Bild: Kritik an Ungarn unerwünscht: Orbán-Anhänger demonstrieren am Samstag …
WIEN taz | Ungarn steht hinter Premier Viktor Orbán. Diesen Eindruck
vermittelte eine Kundgebung am Samstag, die sich vor allem auch gegen die
Kritik der Europäischen Union richtet. Drei Tage nachdem Orbán sich im
EU-Parlament in Straßburg eine Kopfwäsche für seinen umstrittenen
Reformfuror geholt hatte, marschierten seine Anhänger auf, um Brüssel den
Stinkefinger zu zeigen.
Seit Menschengedenken habe es keine so große Demonstration in Budapest
gegeben, jubelten Regierungsmedien. Die staatliche Nachrichtenagentur MTI
sprach von mindestens ebenso vielen Menschen wie am 2. Januar bei der
Oppositionsdemonstration. Das wären an die 100.000 Teilnehmer. Das
Innenministerium schätzte die Menge auf 400.000. Es gab aber auch
Enthusiasten, die die Millionengrenze durchbrochen sahen.

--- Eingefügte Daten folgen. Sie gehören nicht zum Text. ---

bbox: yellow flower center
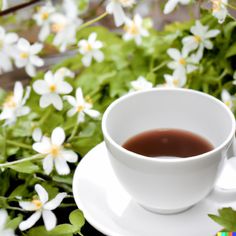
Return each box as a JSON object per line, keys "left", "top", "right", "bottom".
{"left": 173, "top": 79, "right": 179, "bottom": 87}
{"left": 124, "top": 22, "right": 139, "bottom": 35}
{"left": 3, "top": 95, "right": 16, "bottom": 108}
{"left": 51, "top": 23, "right": 65, "bottom": 33}
{"left": 84, "top": 43, "right": 93, "bottom": 52}
{"left": 50, "top": 145, "right": 60, "bottom": 157}
{"left": 194, "top": 35, "right": 202, "bottom": 43}
{"left": 85, "top": 96, "right": 93, "bottom": 104}
{"left": 179, "top": 58, "right": 186, "bottom": 65}
{"left": 20, "top": 52, "right": 29, "bottom": 59}
{"left": 49, "top": 84, "right": 57, "bottom": 92}
{"left": 32, "top": 199, "right": 42, "bottom": 210}
{"left": 225, "top": 100, "right": 231, "bottom": 107}
{"left": 41, "top": 12, "right": 49, "bottom": 20}
{"left": 77, "top": 105, "right": 85, "bottom": 112}
{"left": 211, "top": 0, "right": 221, "bottom": 12}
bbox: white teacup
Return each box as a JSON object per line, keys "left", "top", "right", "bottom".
{"left": 102, "top": 88, "right": 236, "bottom": 214}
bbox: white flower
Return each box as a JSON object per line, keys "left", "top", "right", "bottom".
{"left": 221, "top": 89, "right": 233, "bottom": 109}
{"left": 211, "top": 0, "right": 228, "bottom": 24}
{"left": 164, "top": 72, "right": 186, "bottom": 88}
{"left": 78, "top": 33, "right": 104, "bottom": 67}
{"left": 130, "top": 76, "right": 153, "bottom": 92}
{"left": 2, "top": 0, "right": 8, "bottom": 10}
{"left": 164, "top": 0, "right": 191, "bottom": 14}
{"left": 32, "top": 127, "right": 43, "bottom": 142}
{"left": 0, "top": 81, "right": 31, "bottom": 126}
{"left": 19, "top": 184, "right": 67, "bottom": 231}
{"left": 65, "top": 88, "right": 100, "bottom": 124}
{"left": 14, "top": 38, "right": 44, "bottom": 77}
{"left": 33, "top": 2, "right": 55, "bottom": 41}
{"left": 123, "top": 14, "right": 149, "bottom": 45}
{"left": 0, "top": 26, "right": 18, "bottom": 74}
{"left": 0, "top": 210, "right": 16, "bottom": 236}
{"left": 33, "top": 127, "right": 78, "bottom": 175}
{"left": 54, "top": 67, "right": 75, "bottom": 80}
{"left": 50, "top": 13, "right": 82, "bottom": 52}
{"left": 33, "top": 70, "right": 73, "bottom": 110}
{"left": 182, "top": 21, "right": 220, "bottom": 61}
{"left": 167, "top": 48, "right": 198, "bottom": 79}
{"left": 106, "top": 0, "right": 136, "bottom": 27}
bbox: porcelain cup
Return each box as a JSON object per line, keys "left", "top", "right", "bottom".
{"left": 102, "top": 88, "right": 236, "bottom": 214}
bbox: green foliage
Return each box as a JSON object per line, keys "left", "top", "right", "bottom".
{"left": 209, "top": 208, "right": 236, "bottom": 231}
{"left": 0, "top": 7, "right": 236, "bottom": 235}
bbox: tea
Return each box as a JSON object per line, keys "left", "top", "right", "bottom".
{"left": 122, "top": 129, "right": 214, "bottom": 158}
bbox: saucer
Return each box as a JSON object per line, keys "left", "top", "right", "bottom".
{"left": 72, "top": 142, "right": 236, "bottom": 236}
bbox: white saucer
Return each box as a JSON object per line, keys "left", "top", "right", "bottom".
{"left": 73, "top": 142, "right": 236, "bottom": 236}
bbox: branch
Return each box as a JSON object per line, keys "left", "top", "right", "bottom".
{"left": 0, "top": 0, "right": 43, "bottom": 17}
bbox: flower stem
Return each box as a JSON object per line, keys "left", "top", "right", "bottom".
{"left": 0, "top": 154, "right": 45, "bottom": 168}
{"left": 6, "top": 206, "right": 26, "bottom": 212}
{"left": 79, "top": 12, "right": 109, "bottom": 30}
{"left": 152, "top": 62, "right": 168, "bottom": 72}
{"left": 38, "top": 107, "right": 52, "bottom": 126}
{"left": 6, "top": 140, "right": 32, "bottom": 150}
{"left": 225, "top": 2, "right": 236, "bottom": 10}
{"left": 68, "top": 123, "right": 79, "bottom": 142}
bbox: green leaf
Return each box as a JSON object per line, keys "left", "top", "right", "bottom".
{"left": 0, "top": 0, "right": 2, "bottom": 10}
{"left": 6, "top": 215, "right": 23, "bottom": 230}
{"left": 225, "top": 43, "right": 236, "bottom": 58}
{"left": 28, "top": 224, "right": 75, "bottom": 236}
{"left": 209, "top": 207, "right": 236, "bottom": 231}
{"left": 0, "top": 169, "right": 10, "bottom": 195}
{"left": 8, "top": 161, "right": 40, "bottom": 174}
{"left": 9, "top": 184, "right": 29, "bottom": 198}
{"left": 69, "top": 209, "right": 85, "bottom": 230}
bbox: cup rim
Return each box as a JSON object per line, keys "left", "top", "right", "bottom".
{"left": 102, "top": 88, "right": 236, "bottom": 163}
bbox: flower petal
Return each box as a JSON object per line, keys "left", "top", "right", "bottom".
{"left": 33, "top": 80, "right": 50, "bottom": 95}
{"left": 39, "top": 94, "right": 52, "bottom": 108}
{"left": 26, "top": 64, "right": 36, "bottom": 77}
{"left": 76, "top": 88, "right": 84, "bottom": 104}
{"left": 19, "top": 211, "right": 41, "bottom": 231}
{"left": 42, "top": 210, "right": 57, "bottom": 231}
{"left": 17, "top": 38, "right": 30, "bottom": 51}
{"left": 35, "top": 184, "right": 48, "bottom": 204}
{"left": 30, "top": 43, "right": 43, "bottom": 54}
{"left": 65, "top": 95, "right": 77, "bottom": 107}
{"left": 61, "top": 150, "right": 78, "bottom": 163}
{"left": 13, "top": 81, "right": 23, "bottom": 103}
{"left": 43, "top": 155, "right": 54, "bottom": 175}
{"left": 67, "top": 107, "right": 77, "bottom": 117}
{"left": 56, "top": 81, "right": 73, "bottom": 94}
{"left": 33, "top": 138, "right": 51, "bottom": 154}
{"left": 164, "top": 0, "right": 179, "bottom": 14}
{"left": 32, "top": 128, "right": 43, "bottom": 142}
{"left": 19, "top": 201, "right": 37, "bottom": 211}
{"left": 44, "top": 192, "right": 67, "bottom": 210}
{"left": 51, "top": 127, "right": 65, "bottom": 146}
{"left": 88, "top": 32, "right": 97, "bottom": 43}
{"left": 82, "top": 54, "right": 92, "bottom": 67}
{"left": 111, "top": 2, "right": 126, "bottom": 27}
{"left": 30, "top": 55, "right": 44, "bottom": 67}
{"left": 0, "top": 209, "right": 7, "bottom": 231}
{"left": 5, "top": 33, "right": 18, "bottom": 44}
{"left": 54, "top": 157, "right": 70, "bottom": 175}
{"left": 84, "top": 109, "right": 100, "bottom": 119}
{"left": 93, "top": 50, "right": 104, "bottom": 63}
{"left": 50, "top": 93, "right": 63, "bottom": 111}
{"left": 167, "top": 48, "right": 181, "bottom": 61}
{"left": 205, "top": 29, "right": 220, "bottom": 38}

Aufgerufen hatten nicht die Regierung oder die Regierungspartei Fidesz,
sondern zwei regierungsnahe Blätter, die Tageszeitung Magyar Hírlap und das
rechtsradikale Wochenblatt Magyar Demokrata. Entsprechend extremistisch
fielen denn auch die Hassparolen aus. Die Aufforderung "USA, EU, go home!"

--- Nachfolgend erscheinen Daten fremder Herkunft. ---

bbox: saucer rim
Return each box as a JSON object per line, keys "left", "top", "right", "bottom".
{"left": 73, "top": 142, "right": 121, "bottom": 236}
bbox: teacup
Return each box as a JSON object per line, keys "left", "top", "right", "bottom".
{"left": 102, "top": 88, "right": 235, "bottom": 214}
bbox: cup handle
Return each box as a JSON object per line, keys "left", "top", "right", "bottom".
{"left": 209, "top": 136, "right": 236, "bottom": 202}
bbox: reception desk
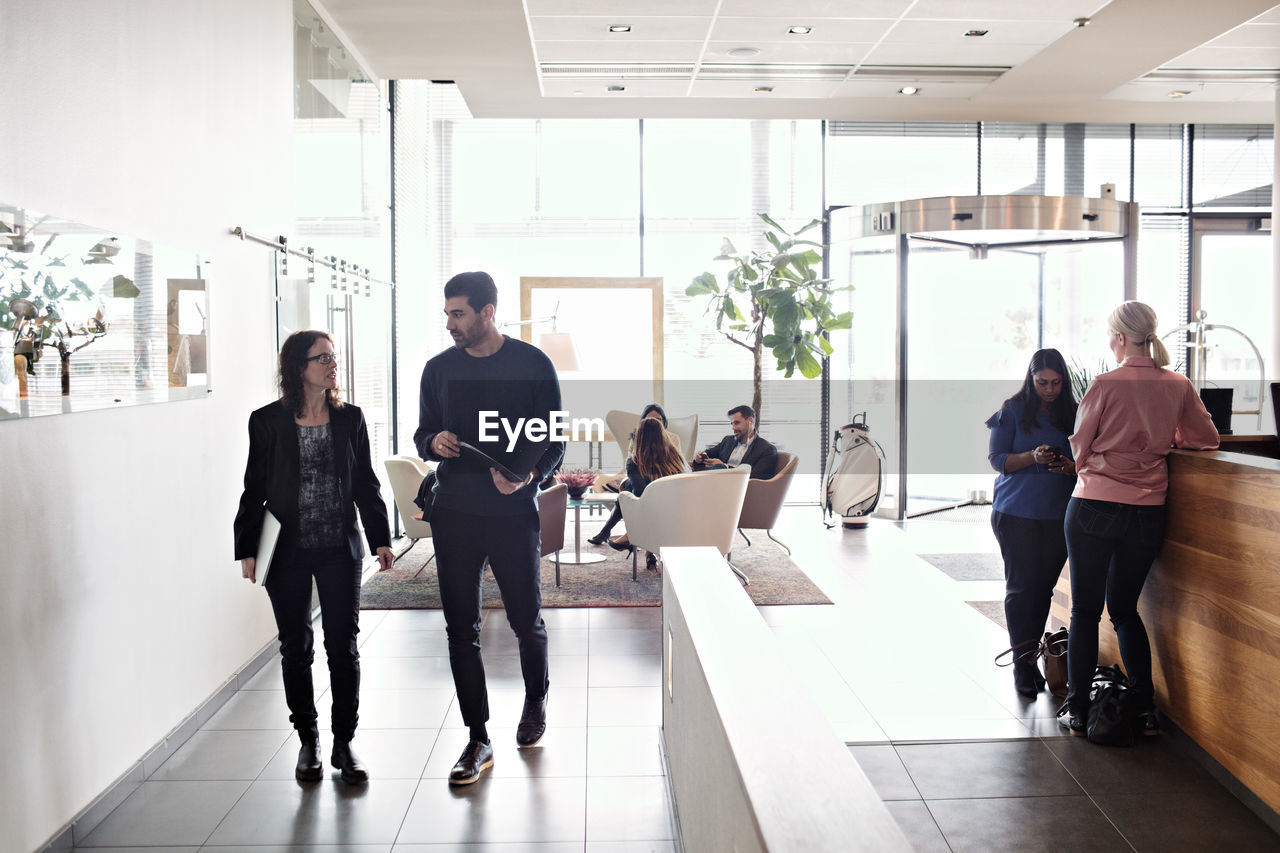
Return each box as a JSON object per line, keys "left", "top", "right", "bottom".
{"left": 1051, "top": 445, "right": 1280, "bottom": 814}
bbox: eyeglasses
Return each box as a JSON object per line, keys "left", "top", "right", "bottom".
{"left": 305, "top": 353, "right": 340, "bottom": 366}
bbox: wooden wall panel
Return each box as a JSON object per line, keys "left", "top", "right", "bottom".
{"left": 1054, "top": 449, "right": 1280, "bottom": 816}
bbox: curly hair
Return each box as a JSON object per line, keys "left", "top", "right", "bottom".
{"left": 278, "top": 330, "right": 343, "bottom": 417}
{"left": 633, "top": 417, "right": 685, "bottom": 482}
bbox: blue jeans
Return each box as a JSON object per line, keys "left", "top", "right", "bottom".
{"left": 1064, "top": 497, "right": 1167, "bottom": 717}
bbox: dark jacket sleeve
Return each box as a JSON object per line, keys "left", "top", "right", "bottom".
{"left": 626, "top": 458, "right": 654, "bottom": 497}
{"left": 747, "top": 437, "right": 779, "bottom": 480}
{"left": 533, "top": 359, "right": 565, "bottom": 480}
{"left": 350, "top": 406, "right": 391, "bottom": 551}
{"left": 232, "top": 408, "right": 272, "bottom": 560}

wurde auf einem Transparent mit einem Davidstern garniert.
Andere Spruchbänder erzeugten Gänsehaut. Da wurden etwa von Sultan Soliman
über Clémenceau, Hitler und Stalin bis Chruschtschow ausländische
Staatsmänner aufgezählt, die Ungarn geschadet haben: "alle tot". Darunter
US-Außenministerin Hillary Clinton und EU-Kommissionspräsident José Manuel
Barroso: "noch nicht tot".
In vielen Dörfern und Städten mobilisierten die Bürgermeister und drängten
die Fidesz-Mitglieder, die Sonderbusse nach Budapest zu besteigen.
Organisierte Transporte kamen auch aus den Nachbarländern, wo ethnische
Ungarn leben: aus Österreich, der Slowakei und dem rumänischen
Siebenbürgen. Selbst Abordnungen aus München und Polen wurden gesichtet. Da
waren aber auch Familien, die die Veranstaltung als Samstagsausflug
wahrnahmen, und Leute, die sich über negative Schlagzeilen im Ausland
ärgerten.
## Proteste auch gegen die Regierung
Kritik, wie sie in der EU, europäischen Medien, aber auch der ungarischen
Opposition an der neuen Verfassung, der Einschränkung von Medienfreiheit
und Gewaltenteilung geäußert wird, gilt den Orbán-Anhängern als Angriff auf
die "Unabhängigkeit Ungarns". In den Ansprachen der Schlusskundgebung war
von "fremden Mächten" die Rede, die Ungarn "kolonisieren wollen".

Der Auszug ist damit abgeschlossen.